Removal of Suits.
On the filing of a petition and a proper bond under the Judicial Code, U. S. St. 1911, c. 231, §§ 28, 29, for the removal of an action of tort from the Superior Court to the District Court of the United States, the provision of § 29, that "It shall then be the duty of the State court to accept said petition and bond and proceed no further in such suit," must be obeyed, although the petition contains no allegation that "written notice of said petition and bond for removal" were "given the adverse party or parties prior to filing the same" as required by the statute; the want of notice being a matter of defence to the petition for removal, which can be asserted or waived upon a motion in the United States District Court to remand the case to the State court.
PIERCE, J. This is an appeal, by the plaintiff in an action of tort for personal injuries, from an order of the Superior Court accepting the defendant's petition under the Judicial Code, U. S. St. 1911, c. 231, §§ 28, 29, approving its bond and ordering that the case be removed to the United States District Court.
It is not disputed that the petition alleges every jurisdictional fact, other than that of notice, required by the Judicial Code, and that, if the absence of the allegation of notice be disregarded, it became the duty of the court, if the petition was accompanied by a proper bond (as it was), "to accept said petition and bond and proceed no further in such suit." Nor is it denied in such case that it was the further duty of the court to make a formal order for removal; indeed if it failed so to do, the cause nevertheless stood removed. Wabash Western Railway v. Brow, 164 U. S. 271.

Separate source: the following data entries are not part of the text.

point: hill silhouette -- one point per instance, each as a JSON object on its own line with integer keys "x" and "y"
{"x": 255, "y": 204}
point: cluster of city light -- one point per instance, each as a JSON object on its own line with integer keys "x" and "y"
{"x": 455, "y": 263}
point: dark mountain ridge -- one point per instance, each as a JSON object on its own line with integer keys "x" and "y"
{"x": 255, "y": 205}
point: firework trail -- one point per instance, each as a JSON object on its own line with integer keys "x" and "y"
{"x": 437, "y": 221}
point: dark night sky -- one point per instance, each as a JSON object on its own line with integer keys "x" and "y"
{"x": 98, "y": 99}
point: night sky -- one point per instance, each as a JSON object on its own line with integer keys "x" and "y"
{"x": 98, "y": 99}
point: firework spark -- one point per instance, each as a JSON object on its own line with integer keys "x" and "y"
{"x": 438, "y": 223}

Before the passage of the code the court proceeded ex parte; its duties were largely ministerial, and only in the smallest sense of the term judicial. Goins v. Southern Pacific Co. 198 Fed. Rep. 432.

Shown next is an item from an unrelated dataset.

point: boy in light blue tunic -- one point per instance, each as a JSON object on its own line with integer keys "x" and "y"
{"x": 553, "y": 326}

It had the duty of passing upon the formal appearance of the record and nothing whatsoever to do with defects, irregularities or the truth of the facts alleged. To be sure it could retain the case if the record did not seem to it to disclose a case for removal, but it did this at the peril of having its judgment set aside as erroneous by the Supreme Court of the United States. Stone v. South Carolina, 117 U. S. 430.
The Judicial Code re-enacted, with some formal changes not material to this issue, the then existing law, but after stating that "It shall . . . be the duty of the State court to accept said petition and bond and proceed no further in such suit," added these words: "Written notice of said petition and bond for removal shall be given the adverse party or parties prior to filing the same." The plaintiff's complaint is that it is nowhere alleged in the defendant's petition that such a notice was given him before the filing of the petition. He does not in terms charge that written notice was not in fact given, but that the defendant has not set out in his petition, in any form of words, that it has been given.

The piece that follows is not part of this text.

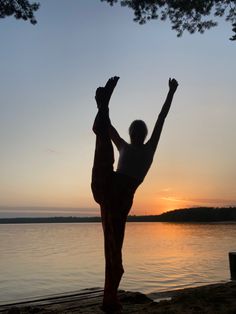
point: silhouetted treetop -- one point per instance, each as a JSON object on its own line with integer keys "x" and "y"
{"x": 191, "y": 15}
{"x": 20, "y": 9}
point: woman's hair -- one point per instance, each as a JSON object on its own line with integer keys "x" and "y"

Inadvertent failure to allege performance of a statutory condition, due to accident, mistake or waiver, is made to stand on the same footing as wilful and intentional non-compliance with the provision of the act. If written notice should have been in fact given or waived and the petition should fail so to state, it is at least doubtful whether the Superior Court had power to permit an amendment after the expiration of the time within which a petition must be filed. United States v. Sessions, 205 Fed. Rep. 502.
Such a requirement of notice is not merely formal, neither is it jurisdictional in a broad sense, but it is substantial, and if it is not waived and is insisted upon, may require the United States District Court to deny its jurisdiction and remand the case to the State court. Arthur v. Maryland Casualty Co. 216 Fed. Rep. 386. As the State court has not power to pass upon the fact of notice or waiver thereof, and as the inference arising from the failure to allege notice may result in a denial of right, it would seem that the act should be so construed as not to effect such a result. This may be accomplished without violence to legal precedent by holding that the failure to allege the giving of written notice, like
the failure to allege an evidential writing under the requirement of the statute of frauds, is not as a matter of pleading to be treated as a condition precedent, but as a defence to be asserted or waived, at the election of the plaintiff, at a hearing on a motion to remand in the United States District Court. Price v. Weaver, 13 Gray 272 . Long v. Quinn Brothers, Inc., 215 Mass. 85 .
The case was submitted on briefs.
C. Toye & J. H. Baldwin, for the plaintiff.
B. N. Johnson & A. F. Johnson, for the defendant.